Just over a fortnight ago Google suspended Blake Lemoine, an engineer for Google’s AI organisation, for publicly claiming a computer chatbot he was working on is sentient and thinks and reasons like a human being. Lemoine published conversations he had with Google’s language model for dialogue applications (LaMDA). The publicity surrounding the suspension has raised questions about the development of ‘artificial intelligence’ (AI). The conversation that has followed raises even more questions about our shared understanding of what it means to be conscious and sentient, and how we understand what it is to be a self, in a community of selves.
One of the things that has most struck me about the discussion is how much it has relegated the place of the body in human consciousness to something incidental. This has been evident in the ways much general commentary has focused on all the things human beings won’t have to do with their bodies should AI develop to do such work for us. There’s also been little consideration given to just how hard it is for human beings, living very much in our bodies, to understand what it would mean for a disembodied entity to have consciousness, and associated sentience.

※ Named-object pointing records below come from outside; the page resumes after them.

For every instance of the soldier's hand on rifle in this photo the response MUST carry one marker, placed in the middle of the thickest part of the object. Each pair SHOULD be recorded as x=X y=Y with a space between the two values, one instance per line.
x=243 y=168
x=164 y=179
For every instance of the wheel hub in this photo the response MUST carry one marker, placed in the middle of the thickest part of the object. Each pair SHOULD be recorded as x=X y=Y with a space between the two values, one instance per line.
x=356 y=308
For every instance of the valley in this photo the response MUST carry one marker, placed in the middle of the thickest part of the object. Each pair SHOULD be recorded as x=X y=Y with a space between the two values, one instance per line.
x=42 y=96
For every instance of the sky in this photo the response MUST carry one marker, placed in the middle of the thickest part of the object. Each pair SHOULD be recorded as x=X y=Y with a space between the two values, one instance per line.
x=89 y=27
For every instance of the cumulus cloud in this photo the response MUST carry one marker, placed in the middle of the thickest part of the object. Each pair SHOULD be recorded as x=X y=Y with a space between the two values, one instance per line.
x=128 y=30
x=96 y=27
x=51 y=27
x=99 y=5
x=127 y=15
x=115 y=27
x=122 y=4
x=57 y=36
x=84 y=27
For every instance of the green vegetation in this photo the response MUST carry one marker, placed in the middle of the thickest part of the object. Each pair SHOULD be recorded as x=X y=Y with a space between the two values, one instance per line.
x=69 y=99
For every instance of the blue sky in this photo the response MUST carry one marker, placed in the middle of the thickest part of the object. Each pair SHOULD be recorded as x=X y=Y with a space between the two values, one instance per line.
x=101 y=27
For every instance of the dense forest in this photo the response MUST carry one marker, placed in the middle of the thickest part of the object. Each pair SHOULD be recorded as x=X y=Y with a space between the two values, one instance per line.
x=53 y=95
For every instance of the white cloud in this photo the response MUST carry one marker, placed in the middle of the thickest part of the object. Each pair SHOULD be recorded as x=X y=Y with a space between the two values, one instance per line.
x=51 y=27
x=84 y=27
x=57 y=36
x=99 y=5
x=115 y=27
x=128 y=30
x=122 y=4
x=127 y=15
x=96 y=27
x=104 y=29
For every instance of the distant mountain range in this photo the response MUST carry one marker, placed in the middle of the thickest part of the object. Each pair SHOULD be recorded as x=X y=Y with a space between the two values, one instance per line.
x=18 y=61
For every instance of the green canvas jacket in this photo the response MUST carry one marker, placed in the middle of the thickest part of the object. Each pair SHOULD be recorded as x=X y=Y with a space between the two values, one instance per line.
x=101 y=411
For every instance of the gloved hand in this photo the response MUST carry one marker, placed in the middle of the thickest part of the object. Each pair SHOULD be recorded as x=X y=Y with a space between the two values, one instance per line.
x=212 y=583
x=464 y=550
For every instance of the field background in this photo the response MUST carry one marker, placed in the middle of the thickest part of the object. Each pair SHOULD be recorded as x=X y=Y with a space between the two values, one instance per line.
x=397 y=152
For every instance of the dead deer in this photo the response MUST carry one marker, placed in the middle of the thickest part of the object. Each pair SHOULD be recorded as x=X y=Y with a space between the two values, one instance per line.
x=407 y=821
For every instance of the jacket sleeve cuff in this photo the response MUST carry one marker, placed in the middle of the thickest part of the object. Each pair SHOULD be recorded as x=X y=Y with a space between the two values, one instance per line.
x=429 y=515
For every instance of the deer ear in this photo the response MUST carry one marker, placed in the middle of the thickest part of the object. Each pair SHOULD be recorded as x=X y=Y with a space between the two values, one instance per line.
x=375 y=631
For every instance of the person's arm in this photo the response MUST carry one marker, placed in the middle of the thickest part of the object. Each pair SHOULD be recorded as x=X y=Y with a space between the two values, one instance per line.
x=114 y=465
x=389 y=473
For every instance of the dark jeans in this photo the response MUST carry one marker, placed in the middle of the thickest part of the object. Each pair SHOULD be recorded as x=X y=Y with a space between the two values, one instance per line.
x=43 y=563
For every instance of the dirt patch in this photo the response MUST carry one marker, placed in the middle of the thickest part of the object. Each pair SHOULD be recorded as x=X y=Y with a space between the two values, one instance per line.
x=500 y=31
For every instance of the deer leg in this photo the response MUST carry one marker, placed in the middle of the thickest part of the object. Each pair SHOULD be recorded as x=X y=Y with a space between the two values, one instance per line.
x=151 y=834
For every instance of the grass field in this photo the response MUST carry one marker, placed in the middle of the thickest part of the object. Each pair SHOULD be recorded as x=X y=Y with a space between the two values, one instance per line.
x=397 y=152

Christian theologians and philosophers have grappled over time with the relations between body, mind, and soul. The precise relations remain unsettled in that dialogue, but this only tends to suggest how sticky the relations are. Christian thought has at times found easier answers in a Neo-Platonism that prioritises the soul at the expense of the body. More recent theological philosophy has sought a greater integration. Often this has been based on growing scientific understanding of anthropology and our material environment.
In his book Jesus and the Cosmos the late Australian theologian Denis Edwards draws out the approach of the mid-20th century Jesuit theologian, Karl Rahner SJ in considering how a deeper understanding of ‘the cosmos’ shapes our understanding of Jesus and of our own humanity. Far from confirming a separation between body and spirit, Edwards writes, ‘The unity of the human person is of such a kind that the theologian can say that an existential cleavage between body and soul is actually impossible. We cannot encounter a separated body or a separated soul.’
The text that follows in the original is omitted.